The Politics of Buddhist Relic Diplomacy Between Bangladesh and Sri Lanka

D. Mitra Barua
Cornell University

Buddhists in Chittagong, Bangladesh claim to preserve a lock of hair believed to be of Sakyamuni Buddha himself. This hair relic has become a magnet for domestic and transnational politics; as such, it made journeys to Colombo in 1960, 2007, and 2011. The states of independent Ceylon/Sri Lanka and East Pakistan/Bangladesh facilitated all three international journeys of the relic. Diplomats from both countries were involved in extending state invitations, public exchanges of the relic and a state-funded, grand scale display of the relic.

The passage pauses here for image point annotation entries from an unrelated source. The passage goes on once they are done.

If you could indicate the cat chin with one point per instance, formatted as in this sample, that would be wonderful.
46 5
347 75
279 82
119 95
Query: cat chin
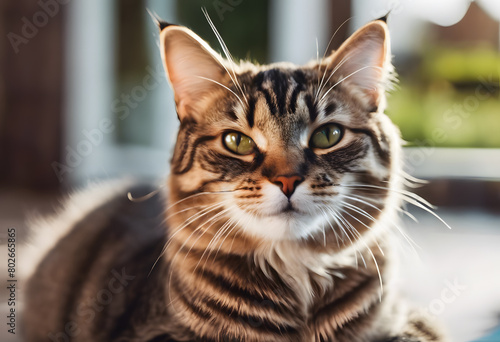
285 226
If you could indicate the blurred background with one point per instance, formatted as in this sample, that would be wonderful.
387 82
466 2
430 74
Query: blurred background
83 97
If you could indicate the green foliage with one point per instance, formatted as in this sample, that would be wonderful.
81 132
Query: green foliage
452 100
439 115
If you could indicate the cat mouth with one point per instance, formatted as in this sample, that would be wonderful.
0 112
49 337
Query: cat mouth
289 210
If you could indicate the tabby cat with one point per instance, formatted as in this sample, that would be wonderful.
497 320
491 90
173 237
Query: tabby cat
278 221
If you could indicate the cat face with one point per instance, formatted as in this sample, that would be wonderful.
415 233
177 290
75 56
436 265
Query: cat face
282 152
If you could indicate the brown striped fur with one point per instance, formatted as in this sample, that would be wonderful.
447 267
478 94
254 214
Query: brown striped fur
241 260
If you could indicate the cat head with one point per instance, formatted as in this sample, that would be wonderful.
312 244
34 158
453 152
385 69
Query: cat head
280 151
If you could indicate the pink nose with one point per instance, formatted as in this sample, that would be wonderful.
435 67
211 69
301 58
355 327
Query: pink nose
288 183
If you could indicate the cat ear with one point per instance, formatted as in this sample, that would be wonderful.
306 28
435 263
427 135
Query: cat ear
192 67
363 62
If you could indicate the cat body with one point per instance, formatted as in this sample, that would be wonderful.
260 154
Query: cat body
280 213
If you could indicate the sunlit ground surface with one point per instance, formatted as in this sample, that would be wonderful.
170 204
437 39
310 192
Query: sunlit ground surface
456 275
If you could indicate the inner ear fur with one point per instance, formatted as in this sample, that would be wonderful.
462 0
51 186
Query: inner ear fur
193 68
363 62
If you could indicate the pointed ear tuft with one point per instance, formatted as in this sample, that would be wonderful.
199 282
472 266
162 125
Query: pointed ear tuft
385 17
363 63
163 24
192 67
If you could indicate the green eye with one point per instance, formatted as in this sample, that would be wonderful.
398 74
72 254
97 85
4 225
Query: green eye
238 143
326 136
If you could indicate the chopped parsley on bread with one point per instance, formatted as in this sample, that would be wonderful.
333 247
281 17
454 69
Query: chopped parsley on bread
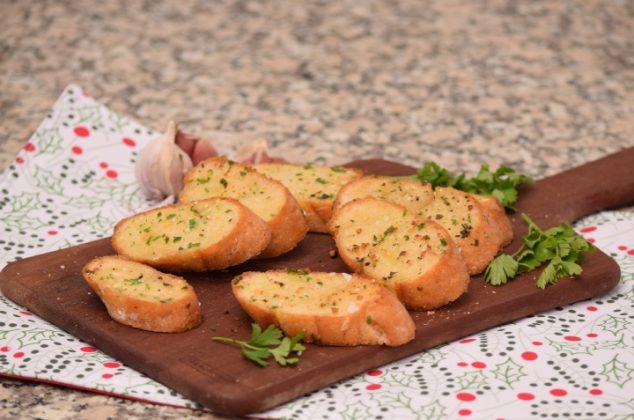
469 223
413 256
329 308
269 199
409 193
315 187
198 236
139 296
477 225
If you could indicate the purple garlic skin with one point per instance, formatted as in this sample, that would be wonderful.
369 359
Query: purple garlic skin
161 165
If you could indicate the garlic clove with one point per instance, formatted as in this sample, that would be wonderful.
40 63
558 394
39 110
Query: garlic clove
161 165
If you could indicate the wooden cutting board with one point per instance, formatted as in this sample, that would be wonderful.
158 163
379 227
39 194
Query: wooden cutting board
217 376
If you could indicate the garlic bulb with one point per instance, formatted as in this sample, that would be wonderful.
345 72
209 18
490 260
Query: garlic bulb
161 165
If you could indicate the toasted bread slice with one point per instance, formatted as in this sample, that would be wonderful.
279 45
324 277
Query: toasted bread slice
409 193
330 308
498 217
203 235
139 296
269 199
315 187
468 222
416 258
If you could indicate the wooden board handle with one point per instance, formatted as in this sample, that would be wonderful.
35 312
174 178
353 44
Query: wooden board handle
602 184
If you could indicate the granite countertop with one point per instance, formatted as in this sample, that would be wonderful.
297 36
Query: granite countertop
541 86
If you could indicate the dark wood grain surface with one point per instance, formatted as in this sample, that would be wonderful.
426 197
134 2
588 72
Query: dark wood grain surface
217 376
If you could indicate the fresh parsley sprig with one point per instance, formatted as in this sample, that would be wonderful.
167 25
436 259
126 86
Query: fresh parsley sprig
502 183
561 247
267 343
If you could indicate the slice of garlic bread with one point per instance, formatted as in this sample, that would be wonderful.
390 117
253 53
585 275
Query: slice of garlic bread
139 296
269 199
315 187
498 217
409 193
198 236
330 308
416 258
469 224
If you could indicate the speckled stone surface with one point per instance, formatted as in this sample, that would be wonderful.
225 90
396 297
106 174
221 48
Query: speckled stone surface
541 86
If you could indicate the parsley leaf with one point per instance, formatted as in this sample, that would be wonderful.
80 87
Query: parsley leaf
267 343
501 184
501 269
559 246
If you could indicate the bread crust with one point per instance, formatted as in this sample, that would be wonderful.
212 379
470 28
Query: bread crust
169 316
498 217
379 318
287 222
431 272
315 198
247 236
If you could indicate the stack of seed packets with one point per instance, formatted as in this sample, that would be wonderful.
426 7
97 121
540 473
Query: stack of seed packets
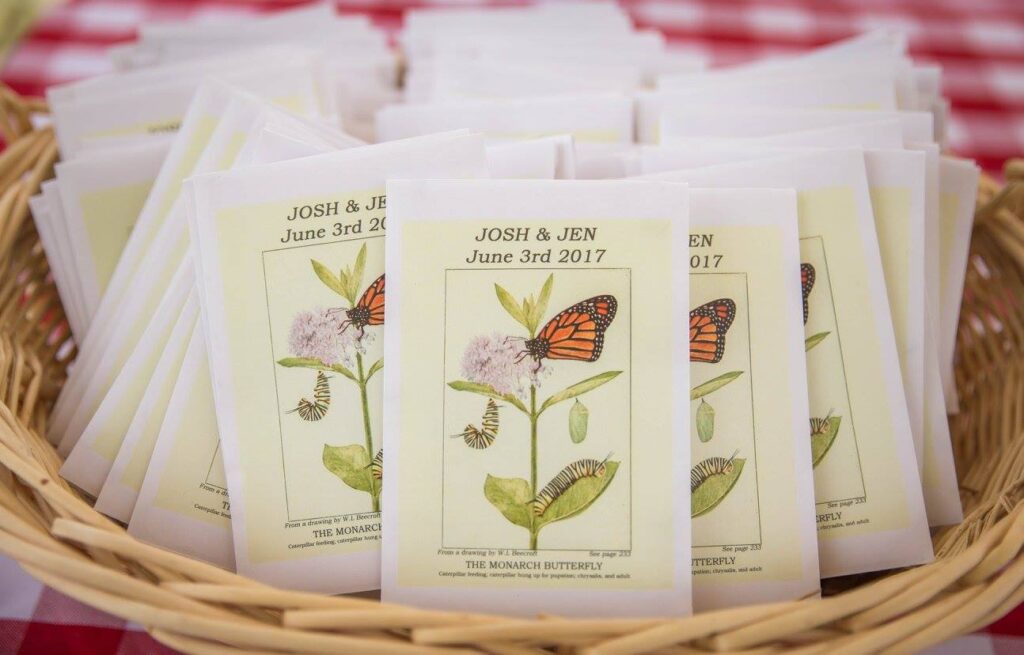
637 329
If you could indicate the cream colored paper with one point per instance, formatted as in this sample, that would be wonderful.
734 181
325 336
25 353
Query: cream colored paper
464 526
757 541
870 512
304 500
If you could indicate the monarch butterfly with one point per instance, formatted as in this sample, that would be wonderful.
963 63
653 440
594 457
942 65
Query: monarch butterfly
377 466
565 479
806 285
709 322
485 435
577 333
708 468
369 310
322 400
820 426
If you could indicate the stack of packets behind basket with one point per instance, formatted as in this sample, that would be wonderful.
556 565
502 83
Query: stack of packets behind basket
651 332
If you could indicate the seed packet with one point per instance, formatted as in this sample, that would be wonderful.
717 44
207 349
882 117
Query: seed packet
957 190
870 512
590 119
292 297
535 451
62 275
182 504
862 91
102 194
140 113
60 235
752 483
144 291
199 124
88 463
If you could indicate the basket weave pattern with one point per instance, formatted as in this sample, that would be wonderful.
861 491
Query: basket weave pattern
56 535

This article explores the politics of such high profile diplomatic arrangements. For the Bangladeshi Buddhist minority, these international relic exchanges help them temporarily overcome their marginalized position in a predominantly Muslim society and generate religious sympathy among the Buddhist majority in Sri Lanka. Such Buddhist fellowship and sympathy results in sponsorship for Bangladeshi Buddhist novices to attend monastic trainings in Sri Lanka and the donation of Buddhist ritual artifacts like Buddha statues, monastic robes, begging bowls, and so forth, for Buddhist institutions in Bangladesh.

But how do the relic exchanges benefit the Islamic state of Bangladesh and the Sri Lankan government? That question leads to an analysis of the relic exchanges in relation to global and trans-national politics. I argue that the repeated exchanges of the relic are part and parcel of creating “good” governance images for both Sri Lankan and Bangladeshi governments for both a domestic and transnational audience respectively.